District Court in San Jose, targeting Intel Corp. For, 'essentially rigging those tests to inflate the battery life of laptops powered by its chips.' Intel denied the claims, and noted that the same law firm, Girard Gibbs of San Francisco, unsuccessfully filed a separate class-action lawsuit against Intel several years earlier, according to the Mercury News. Intel also disputes the claim that the public is being misled. 'Anyone who criticizes consumers' intelligence when shopping for laptops is underestimating the consumers,' an Intel spokesman told the Mercury News.
Carol Hess-Nickels, director of marketing for business notebooks at HP, took the same line. 'I'd say we are pretty pleased with the benchmarks used today,' she said in an interview last month several days before the lawsuit was filed. 'I've not personally gotten complaints.' HP claims business netbooks such as the and the can run up to eight hours, or a full business day, on an optional, extended battery. Lenovo, which has for its laptops on extended batteries, acknowledges there is a problem, however.

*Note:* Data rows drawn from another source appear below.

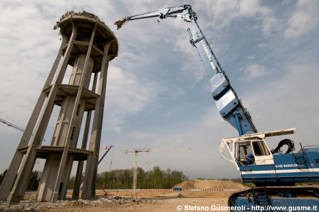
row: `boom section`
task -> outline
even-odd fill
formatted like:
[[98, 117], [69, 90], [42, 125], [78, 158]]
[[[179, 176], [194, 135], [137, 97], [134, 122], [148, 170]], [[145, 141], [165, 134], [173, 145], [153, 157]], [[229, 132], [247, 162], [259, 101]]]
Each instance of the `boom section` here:
[[[190, 5], [164, 8], [116, 21], [118, 29], [127, 21], [158, 17], [180, 17], [186, 24], [190, 43], [196, 47], [204, 65], [211, 88], [211, 94], [220, 115], [238, 131], [239, 136], [257, 133], [249, 113], [244, 107], [218, 62], [197, 22], [196, 12]], [[158, 20], [159, 21], [159, 20]]]

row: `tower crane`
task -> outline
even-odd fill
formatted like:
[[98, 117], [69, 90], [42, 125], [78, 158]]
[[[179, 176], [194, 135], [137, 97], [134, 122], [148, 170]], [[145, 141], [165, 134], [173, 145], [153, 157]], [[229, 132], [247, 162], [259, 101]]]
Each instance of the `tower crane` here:
[[[223, 157], [236, 166], [242, 181], [254, 183], [256, 187], [232, 194], [228, 199], [229, 206], [233, 209], [244, 207], [244, 209], [235, 210], [244, 212], [247, 211], [245, 207], [249, 209], [261, 206], [287, 208], [301, 205], [309, 208], [319, 206], [318, 199], [309, 197], [312, 193], [315, 197], [319, 198], [319, 187], [295, 186], [296, 183], [319, 182], [319, 145], [303, 147], [301, 143], [300, 151], [294, 153], [294, 142], [286, 139], [281, 140], [275, 149], [269, 148], [265, 142], [266, 137], [293, 134], [296, 128], [258, 132], [248, 110], [230, 85], [190, 5], [163, 8], [124, 17], [114, 24], [119, 29], [129, 21], [152, 17], [160, 20], [179, 17], [184, 21], [189, 42], [197, 49], [207, 74], [217, 109], [222, 118], [238, 132], [238, 137], [223, 139], [219, 151]], [[279, 151], [284, 145], [288, 146], [285, 153]], [[224, 155], [225, 147], [231, 158]], [[137, 157], [138, 152], [134, 152]], [[231, 211], [234, 211], [232, 209]]]
[[162, 149], [135, 149], [134, 150], [124, 150], [123, 154], [126, 155], [128, 153], [134, 153], [134, 174], [133, 175], [133, 196], [135, 197], [136, 190], [136, 179], [138, 170], [138, 154], [140, 152], [161, 152], [177, 150], [190, 150], [190, 148], [162, 148]]
[[[3, 115], [5, 115], [3, 113], [2, 113], [2, 112], [0, 112], [0, 113], [2, 113], [2, 114], [3, 114]], [[12, 120], [12, 119], [11, 119], [11, 120]], [[12, 121], [13, 121], [13, 120], [12, 120]], [[13, 124], [13, 123], [11, 123], [11, 122], [8, 122], [8, 121], [5, 121], [5, 120], [2, 119], [1, 119], [1, 118], [0, 118], [0, 122], [1, 122], [1, 123], [3, 123], [3, 124], [5, 124], [5, 125], [7, 125], [7, 126], [8, 126], [8, 127], [13, 127], [13, 128], [14, 128], [14, 129], [16, 129], [17, 130], [19, 130], [19, 131], [20, 131], [21, 132], [24, 132], [24, 129], [23, 128], [22, 128], [22, 127], [20, 127], [20, 126], [18, 126], [18, 125], [15, 125], [15, 124]], [[19, 124], [19, 125], [20, 125]], [[21, 126], [21, 125], [20, 125], [20, 126]], [[22, 127], [22, 126], [21, 126], [21, 127]], [[33, 134], [32, 134], [32, 135], [33, 135]], [[46, 140], [45, 139], [43, 139], [43, 141], [46, 141]]]

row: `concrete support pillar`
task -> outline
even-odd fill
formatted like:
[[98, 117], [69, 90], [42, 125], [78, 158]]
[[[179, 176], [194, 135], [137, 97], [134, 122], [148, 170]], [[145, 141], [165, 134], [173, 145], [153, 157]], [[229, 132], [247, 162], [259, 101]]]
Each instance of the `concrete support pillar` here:
[[6, 200], [8, 195], [9, 194], [9, 192], [11, 191], [11, 189], [14, 183], [15, 176], [17, 174], [19, 167], [20, 167], [21, 162], [22, 161], [22, 159], [24, 155], [22, 153], [20, 153], [18, 149], [28, 145], [32, 133], [33, 131], [34, 126], [35, 126], [37, 118], [39, 116], [39, 114], [40, 114], [41, 109], [42, 109], [43, 103], [44, 103], [44, 100], [45, 100], [46, 96], [43, 90], [51, 84], [53, 79], [53, 77], [54, 76], [54, 74], [55, 74], [55, 72], [56, 72], [56, 69], [57, 69], [58, 65], [59, 65], [59, 62], [61, 60], [63, 53], [63, 51], [61, 49], [61, 47], [64, 45], [67, 41], [66, 36], [63, 34], [62, 35], [62, 41], [61, 44], [59, 52], [56, 56], [53, 65], [51, 69], [50, 73], [49, 73], [49, 76], [48, 76], [46, 81], [44, 83], [43, 88], [41, 91], [39, 98], [36, 102], [36, 104], [33, 109], [33, 111], [31, 115], [31, 117], [30, 117], [28, 124], [26, 125], [25, 130], [24, 130], [24, 132], [23, 132], [23, 134], [22, 136], [22, 138], [21, 138], [19, 145], [18, 145], [17, 150], [14, 153], [14, 155], [13, 156], [13, 158], [10, 164], [9, 168], [6, 172], [5, 176], [4, 177], [2, 184], [1, 184], [1, 186], [0, 187], [0, 201], [5, 201]]
[[[6, 206], [7, 207], [11, 203], [19, 202], [21, 198], [23, 198], [22, 196], [27, 187], [28, 176], [31, 174], [36, 159], [35, 155], [36, 152], [34, 150], [34, 146], [39, 145], [44, 136], [44, 133], [53, 109], [54, 101], [57, 92], [57, 84], [61, 83], [63, 79], [67, 67], [69, 57], [73, 47], [73, 43], [71, 41], [74, 40], [76, 36], [76, 25], [73, 24], [72, 27], [73, 31], [72, 31], [68, 47], [64, 53], [62, 64], [52, 84], [43, 110], [35, 129], [34, 134], [29, 145], [20, 172], [15, 180], [15, 182], [11, 192], [9, 194], [7, 197], [6, 201]], [[26, 177], [26, 176], [28, 176], [28, 177]]]
[[[95, 74], [94, 74], [94, 79], [93, 79], [93, 84], [92, 86], [92, 91], [93, 92], [95, 92], [97, 79], [98, 73], [95, 73]], [[85, 127], [84, 127], [84, 133], [83, 133], [83, 138], [82, 140], [82, 146], [81, 147], [81, 149], [83, 150], [85, 150], [86, 149], [88, 137], [89, 136], [89, 131], [90, 130], [91, 116], [92, 111], [88, 111], [86, 116]], [[80, 194], [80, 187], [81, 186], [81, 180], [82, 179], [82, 173], [83, 172], [84, 164], [84, 161], [79, 161], [79, 162], [78, 163], [78, 167], [76, 170], [76, 175], [75, 176], [74, 188], [73, 188], [73, 193], [72, 196], [72, 199], [79, 198], [79, 195]]]
[[[96, 100], [95, 111], [93, 118], [92, 133], [90, 140], [89, 150], [93, 152], [93, 154], [88, 156], [85, 171], [85, 176], [83, 182], [83, 187], [81, 198], [84, 200], [94, 198], [95, 196], [95, 182], [96, 181], [96, 172], [99, 160], [100, 144], [101, 143], [101, 133], [103, 122], [103, 111], [104, 109], [104, 100], [106, 88], [106, 80], [109, 65], [109, 57], [107, 52], [110, 47], [110, 42], [105, 43], [104, 53], [101, 66], [100, 81], [98, 94], [100, 95]], [[92, 168], [94, 171], [92, 172]]]
[[[23, 198], [37, 158], [46, 160], [36, 195], [38, 201], [55, 202], [65, 197], [75, 160], [79, 162], [73, 197], [78, 197], [83, 162], [88, 158], [91, 158], [89, 163], [93, 166], [88, 169], [87, 166], [87, 172], [95, 185], [96, 173], [92, 173], [97, 170], [107, 67], [109, 61], [117, 55], [118, 44], [113, 32], [94, 15], [88, 16], [86, 13], [70, 12], [62, 17], [57, 24], [63, 38], [60, 50], [0, 187], [0, 200], [6, 199], [6, 207]], [[62, 85], [68, 65], [73, 68], [69, 84]], [[96, 94], [100, 71], [98, 94]], [[95, 73], [94, 79], [92, 90], [90, 91], [92, 72]], [[61, 107], [54, 133], [50, 146], [42, 146], [54, 105]], [[95, 112], [93, 136], [87, 150], [94, 110], [97, 110]], [[85, 111], [88, 113], [80, 150], [76, 147]], [[22, 161], [23, 154], [25, 155]], [[89, 187], [90, 191], [94, 189]]]
[[[59, 171], [58, 172], [58, 176], [56, 179], [56, 181], [55, 183], [55, 186], [54, 187], [54, 190], [53, 192], [53, 196], [51, 199], [51, 201], [53, 203], [56, 202], [56, 201], [59, 198], [59, 192], [60, 190], [60, 187], [61, 187], [61, 180], [62, 180], [62, 176], [64, 172], [64, 166], [65, 165], [65, 162], [67, 159], [67, 156], [68, 155], [69, 147], [70, 146], [70, 141], [71, 140], [71, 137], [72, 136], [72, 132], [74, 132], [74, 125], [75, 120], [75, 117], [76, 116], [76, 111], [77, 110], [77, 106], [79, 104], [79, 102], [81, 99], [81, 95], [82, 94], [82, 89], [83, 88], [83, 85], [84, 85], [85, 82], [86, 81], [86, 76], [87, 75], [87, 72], [88, 70], [89, 64], [90, 63], [90, 57], [91, 55], [91, 51], [92, 50], [92, 45], [93, 44], [93, 40], [94, 39], [94, 35], [95, 35], [95, 32], [96, 31], [96, 28], [97, 27], [97, 24], [96, 23], [94, 25], [94, 28], [93, 28], [93, 31], [92, 33], [92, 35], [91, 37], [91, 39], [90, 40], [90, 44], [89, 45], [89, 48], [88, 49], [88, 52], [86, 54], [86, 58], [85, 58], [85, 62], [84, 63], [84, 67], [83, 68], [83, 70], [82, 71], [82, 73], [81, 76], [80, 85], [79, 86], [79, 90], [78, 90], [77, 95], [76, 96], [76, 98], [75, 99], [75, 103], [74, 104], [74, 106], [73, 107], [73, 110], [72, 114], [71, 121], [70, 122], [70, 124], [69, 125], [67, 133], [66, 133], [66, 141], [65, 142], [65, 146], [64, 146], [64, 150], [63, 151], [63, 153], [62, 156], [62, 158], [61, 159], [61, 162], [60, 163], [60, 166], [59, 167]], [[63, 182], [62, 183], [63, 184]], [[62, 184], [62, 187], [63, 188], [63, 184]], [[64, 186], [66, 186], [64, 185]]]

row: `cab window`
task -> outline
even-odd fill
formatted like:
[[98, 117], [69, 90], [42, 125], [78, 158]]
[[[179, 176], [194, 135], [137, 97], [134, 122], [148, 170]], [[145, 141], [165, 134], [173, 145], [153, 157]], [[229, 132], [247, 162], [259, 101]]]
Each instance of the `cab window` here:
[[255, 156], [264, 156], [270, 155], [264, 141], [254, 141], [252, 143], [253, 148]]

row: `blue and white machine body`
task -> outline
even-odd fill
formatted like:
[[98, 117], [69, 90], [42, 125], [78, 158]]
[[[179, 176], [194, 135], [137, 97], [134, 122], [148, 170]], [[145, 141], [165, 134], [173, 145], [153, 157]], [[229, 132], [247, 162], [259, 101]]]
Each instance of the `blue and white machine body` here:
[[[236, 165], [243, 182], [265, 186], [319, 182], [319, 146], [302, 148], [300, 152], [274, 153], [265, 142], [266, 137], [294, 133], [295, 128], [244, 135], [223, 139], [220, 151]], [[224, 154], [225, 146], [232, 159]], [[253, 158], [247, 155], [253, 153]]]
[[[304, 205], [318, 205], [319, 208], [318, 199], [291, 198], [299, 193], [308, 195], [309, 192], [319, 197], [319, 187], [294, 186], [295, 183], [319, 182], [319, 146], [301, 147], [300, 152], [294, 153], [293, 142], [284, 139], [275, 150], [270, 150], [265, 141], [266, 137], [292, 134], [296, 129], [257, 132], [249, 113], [230, 85], [227, 76], [204, 36], [197, 22], [197, 15], [190, 5], [164, 8], [124, 17], [114, 24], [117, 25], [119, 29], [122, 24], [130, 20], [177, 17], [181, 17], [184, 20], [190, 43], [198, 51], [210, 83], [211, 94], [220, 115], [238, 132], [238, 137], [223, 139], [220, 151], [226, 160], [235, 165], [243, 182], [253, 183], [259, 187], [232, 194], [228, 199], [229, 206], [288, 207]], [[160, 22], [159, 20], [158, 21]], [[288, 146], [289, 151], [284, 154], [279, 150], [285, 145]], [[231, 159], [227, 159], [224, 154], [225, 146]], [[270, 197], [269, 192], [277, 193], [281, 197]]]
[[[211, 94], [222, 117], [238, 131], [239, 135], [257, 132], [248, 110], [238, 98], [235, 90], [204, 36], [197, 22], [197, 17], [190, 5], [185, 4], [158, 9], [150, 12], [123, 17], [116, 21], [118, 29], [129, 20], [149, 17], [160, 19], [180, 17], [186, 25], [190, 43], [196, 47], [211, 87]], [[159, 20], [158, 20], [160, 21]]]

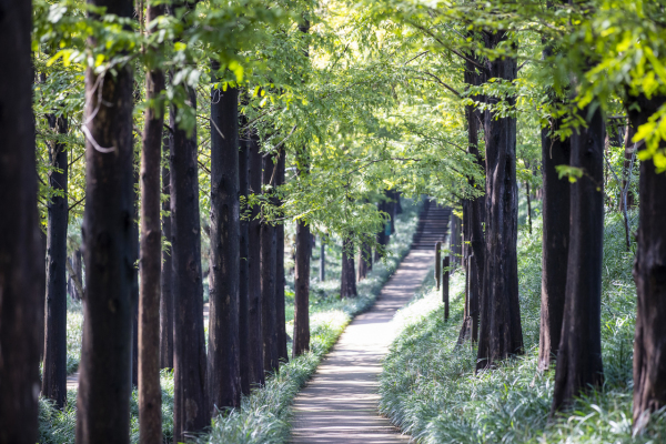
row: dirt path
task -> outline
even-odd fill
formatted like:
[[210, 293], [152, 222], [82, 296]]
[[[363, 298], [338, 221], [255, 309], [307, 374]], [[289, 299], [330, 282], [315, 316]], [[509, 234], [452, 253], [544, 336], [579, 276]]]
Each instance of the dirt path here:
[[412, 250], [382, 290], [374, 306], [346, 327], [296, 396], [292, 443], [405, 443], [377, 413], [382, 359], [395, 337], [393, 315], [423, 282], [432, 251]]

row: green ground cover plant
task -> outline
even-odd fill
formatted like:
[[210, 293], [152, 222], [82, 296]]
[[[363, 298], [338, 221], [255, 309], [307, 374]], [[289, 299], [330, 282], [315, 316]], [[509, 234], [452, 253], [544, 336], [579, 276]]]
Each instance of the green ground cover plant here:
[[456, 346], [464, 304], [458, 274], [452, 280], [448, 322], [434, 291], [396, 315], [403, 330], [384, 363], [381, 412], [420, 443], [664, 442], [663, 411], [644, 434], [632, 434], [634, 252], [626, 251], [617, 213], [606, 215], [604, 233], [605, 383], [573, 410], [548, 420], [554, 370], [537, 371], [542, 233], [541, 220], [534, 222], [533, 234], [522, 230], [518, 240], [525, 355], [474, 374], [476, 351], [470, 343]]
[[[241, 408], [222, 412], [213, 420], [206, 434], [193, 437], [198, 444], [238, 443], [269, 444], [285, 443], [290, 433], [290, 405], [299, 390], [316, 370], [322, 357], [337, 341], [351, 320], [373, 304], [383, 284], [389, 280], [402, 259], [410, 251], [412, 238], [418, 222], [420, 202], [403, 200], [403, 213], [395, 221], [396, 232], [387, 245], [390, 255], [375, 263], [367, 278], [359, 283], [359, 296], [340, 297], [340, 266], [329, 268], [329, 278], [319, 282], [312, 273], [310, 299], [311, 352], [281, 366], [266, 379], [266, 384], [243, 397]], [[341, 242], [331, 242], [327, 262], [334, 265], [342, 258]], [[313, 256], [317, 263], [319, 252]], [[317, 265], [319, 266], [319, 265]], [[313, 268], [314, 269], [314, 268]], [[286, 280], [287, 334], [293, 332], [293, 278]], [[71, 322], [70, 322], [71, 319]], [[80, 357], [81, 325], [83, 315], [80, 305], [72, 304], [68, 311], [68, 363]], [[70, 329], [72, 330], [70, 334]], [[78, 341], [78, 342], [77, 342]], [[70, 346], [71, 342], [71, 346]], [[77, 345], [78, 344], [78, 345]], [[289, 344], [291, 349], [291, 344]], [[291, 355], [291, 350], [290, 350]], [[75, 361], [74, 361], [75, 360]], [[68, 366], [69, 369], [69, 366]], [[75, 367], [74, 367], [75, 371]], [[164, 442], [173, 440], [173, 373], [162, 371], [162, 434]], [[68, 392], [68, 405], [63, 412], [53, 408], [49, 401], [40, 398], [40, 443], [68, 444], [74, 442], [77, 391]], [[131, 442], [139, 442], [139, 404], [134, 389], [130, 406]]]

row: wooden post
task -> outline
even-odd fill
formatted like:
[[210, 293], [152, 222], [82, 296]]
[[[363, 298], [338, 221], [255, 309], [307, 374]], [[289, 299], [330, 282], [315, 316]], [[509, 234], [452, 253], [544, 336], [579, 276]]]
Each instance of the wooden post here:
[[451, 266], [451, 256], [444, 258], [442, 268], [442, 302], [444, 302], [444, 321], [448, 321], [448, 266]]
[[440, 290], [440, 276], [442, 276], [442, 242], [435, 243], [435, 282]]

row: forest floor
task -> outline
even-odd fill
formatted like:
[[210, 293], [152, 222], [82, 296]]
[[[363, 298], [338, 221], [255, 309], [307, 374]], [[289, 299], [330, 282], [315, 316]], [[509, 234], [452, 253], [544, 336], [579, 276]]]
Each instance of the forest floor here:
[[404, 437], [379, 415], [377, 376], [396, 335], [391, 321], [421, 286], [433, 252], [414, 250], [382, 289], [374, 306], [346, 327], [312, 381], [296, 396], [293, 443], [397, 443]]

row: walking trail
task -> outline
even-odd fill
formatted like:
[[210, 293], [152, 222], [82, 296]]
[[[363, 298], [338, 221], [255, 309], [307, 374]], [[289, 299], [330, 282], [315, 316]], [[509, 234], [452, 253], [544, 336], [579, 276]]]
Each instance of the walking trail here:
[[374, 306], [346, 327], [293, 405], [292, 443], [406, 443], [379, 414], [382, 360], [396, 335], [393, 315], [413, 296], [432, 265], [432, 250], [412, 250]]

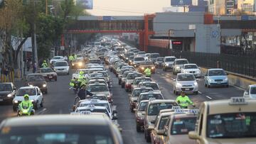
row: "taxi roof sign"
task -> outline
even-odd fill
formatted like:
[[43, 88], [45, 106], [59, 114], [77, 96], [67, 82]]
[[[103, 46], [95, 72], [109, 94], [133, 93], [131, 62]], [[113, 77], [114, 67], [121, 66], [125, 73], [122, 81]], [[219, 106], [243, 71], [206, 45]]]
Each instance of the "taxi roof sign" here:
[[231, 97], [229, 102], [229, 105], [245, 105], [247, 104], [243, 97]]

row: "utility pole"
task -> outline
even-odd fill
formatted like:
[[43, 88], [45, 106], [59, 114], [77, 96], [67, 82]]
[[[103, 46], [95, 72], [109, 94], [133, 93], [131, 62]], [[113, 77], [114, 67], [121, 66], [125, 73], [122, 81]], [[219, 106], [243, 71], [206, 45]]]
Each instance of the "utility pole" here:
[[37, 45], [36, 45], [36, 0], [33, 0], [33, 59], [36, 62], [36, 65], [38, 65], [38, 55], [37, 55]]

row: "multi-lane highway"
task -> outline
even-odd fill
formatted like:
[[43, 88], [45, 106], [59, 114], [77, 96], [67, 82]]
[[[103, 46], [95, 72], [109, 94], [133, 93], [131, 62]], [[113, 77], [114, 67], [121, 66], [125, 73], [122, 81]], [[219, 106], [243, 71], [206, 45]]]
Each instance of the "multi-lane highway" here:
[[[71, 73], [71, 72], [70, 72]], [[125, 143], [146, 143], [144, 133], [138, 133], [135, 129], [135, 118], [129, 107], [128, 93], [118, 85], [117, 79], [109, 72], [112, 77], [113, 87], [114, 104], [117, 105], [118, 122], [122, 128], [122, 136]], [[68, 83], [71, 74], [60, 75], [57, 82], [48, 82], [48, 94], [44, 94], [44, 107], [36, 111], [36, 114], [54, 114], [69, 113], [74, 102], [75, 94], [69, 90]], [[158, 69], [156, 74], [153, 74], [152, 79], [156, 81], [162, 89], [161, 92], [166, 99], [176, 99], [176, 96], [173, 93], [173, 79], [175, 76], [171, 72], [163, 72]], [[243, 90], [230, 86], [228, 88], [206, 88], [203, 84], [203, 79], [198, 81], [199, 94], [188, 96], [198, 106], [201, 101], [215, 99], [228, 99], [232, 96], [242, 96]], [[22, 84], [18, 84], [21, 87]], [[0, 120], [16, 116], [16, 113], [13, 111], [11, 105], [0, 106]]]

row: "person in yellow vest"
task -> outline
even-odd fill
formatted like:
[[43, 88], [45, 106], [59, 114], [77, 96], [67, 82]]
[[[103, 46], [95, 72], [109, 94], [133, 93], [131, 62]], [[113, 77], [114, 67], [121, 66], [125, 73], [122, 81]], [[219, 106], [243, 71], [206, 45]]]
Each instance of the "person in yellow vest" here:
[[146, 67], [146, 69], [144, 70], [146, 77], [151, 77], [151, 70], [149, 67]]

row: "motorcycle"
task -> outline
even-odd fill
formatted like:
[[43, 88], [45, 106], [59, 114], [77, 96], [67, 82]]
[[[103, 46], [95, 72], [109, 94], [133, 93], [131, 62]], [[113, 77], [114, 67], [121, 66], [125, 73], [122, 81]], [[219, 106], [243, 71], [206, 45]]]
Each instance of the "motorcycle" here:
[[23, 106], [21, 109], [18, 110], [18, 116], [33, 116], [33, 109], [30, 110], [28, 107]]

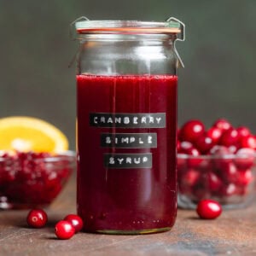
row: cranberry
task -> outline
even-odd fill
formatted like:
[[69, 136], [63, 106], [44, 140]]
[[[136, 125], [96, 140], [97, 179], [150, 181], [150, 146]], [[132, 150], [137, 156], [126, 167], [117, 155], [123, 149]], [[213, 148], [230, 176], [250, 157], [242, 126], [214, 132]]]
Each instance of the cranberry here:
[[198, 203], [196, 212], [201, 218], [212, 219], [221, 214], [222, 208], [218, 202], [205, 199]]
[[75, 233], [75, 228], [69, 221], [61, 220], [55, 224], [55, 235], [59, 239], [69, 239]]
[[247, 186], [253, 180], [253, 175], [251, 169], [238, 172], [238, 177], [236, 183], [242, 187]]
[[237, 191], [237, 188], [234, 183], [224, 184], [219, 190], [221, 196], [231, 196]]
[[31, 210], [26, 217], [26, 222], [32, 228], [43, 228], [48, 221], [46, 212], [42, 209]]
[[221, 179], [212, 172], [208, 172], [208, 185], [211, 192], [218, 191], [222, 186]]
[[216, 120], [212, 126], [220, 129], [220, 130], [223, 131], [228, 131], [228, 130], [230, 130], [230, 128], [232, 128], [230, 123], [228, 122], [228, 121], [227, 121], [226, 119], [218, 119], [218, 120]]
[[238, 171], [236, 165], [232, 162], [228, 162], [226, 164], [223, 163], [219, 172], [223, 179], [228, 183], [235, 183], [237, 180]]
[[220, 138], [220, 144], [230, 147], [236, 145], [239, 142], [238, 131], [236, 129], [230, 129], [226, 131]]
[[61, 189], [72, 168], [64, 156], [55, 162], [45, 161], [48, 157], [52, 155], [35, 152], [1, 154], [0, 193], [15, 207], [49, 204]]
[[200, 178], [200, 172], [195, 169], [189, 169], [182, 177], [182, 183], [183, 185], [192, 187], [195, 186]]
[[230, 148], [224, 146], [215, 145], [210, 150], [211, 154], [214, 154], [218, 157], [223, 157], [227, 154], [230, 154]]
[[191, 152], [192, 148], [195, 148], [193, 144], [189, 142], [182, 142], [180, 143], [180, 152], [179, 153], [183, 153], [183, 154], [189, 154], [189, 152]]
[[241, 137], [240, 140], [241, 148], [249, 148], [256, 149], [256, 138], [253, 136]]
[[239, 126], [236, 128], [240, 138], [251, 135], [250, 130], [246, 126]]
[[207, 137], [210, 137], [215, 144], [218, 143], [221, 136], [222, 130], [218, 127], [211, 127], [207, 132]]
[[185, 123], [180, 131], [182, 141], [194, 143], [205, 132], [205, 126], [200, 120], [190, 120]]
[[207, 154], [210, 149], [213, 147], [214, 143], [212, 139], [207, 136], [201, 136], [198, 138], [198, 140], [195, 142], [196, 148], [202, 154]]
[[75, 229], [75, 233], [79, 232], [83, 229], [84, 223], [79, 215], [68, 214], [65, 217], [64, 220], [69, 221], [72, 224]]

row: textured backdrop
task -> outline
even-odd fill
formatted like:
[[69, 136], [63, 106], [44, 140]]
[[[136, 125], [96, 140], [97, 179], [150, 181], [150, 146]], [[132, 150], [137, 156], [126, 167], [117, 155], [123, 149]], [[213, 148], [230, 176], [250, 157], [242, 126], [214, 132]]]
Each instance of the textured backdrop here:
[[225, 117], [256, 133], [255, 0], [0, 0], [0, 117], [44, 119], [74, 148], [75, 65], [68, 64], [77, 44], [68, 26], [81, 15], [183, 20], [178, 123], [196, 118], [210, 125]]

'We don't really like the fact that something is supposed to get four hours and users routinely say, 'We divide that number by two and that's what we get,' said Lenovo segment marketing manager David Critchley in an interview, also several days before the lawsuit's filing. Dell appears to agree with Lenovo. 'Customers expect the advertised battery life to reflect the way they really use the product,' Ketan Pandya, head of AMD-based products at Dell, As a counterbalance, some magazine reviewers go overboard to turn off all of a laptop's power-saving features, Critchley said, which is equally inaccurate. 'We put a lot of time and effort into our power manager,' he said.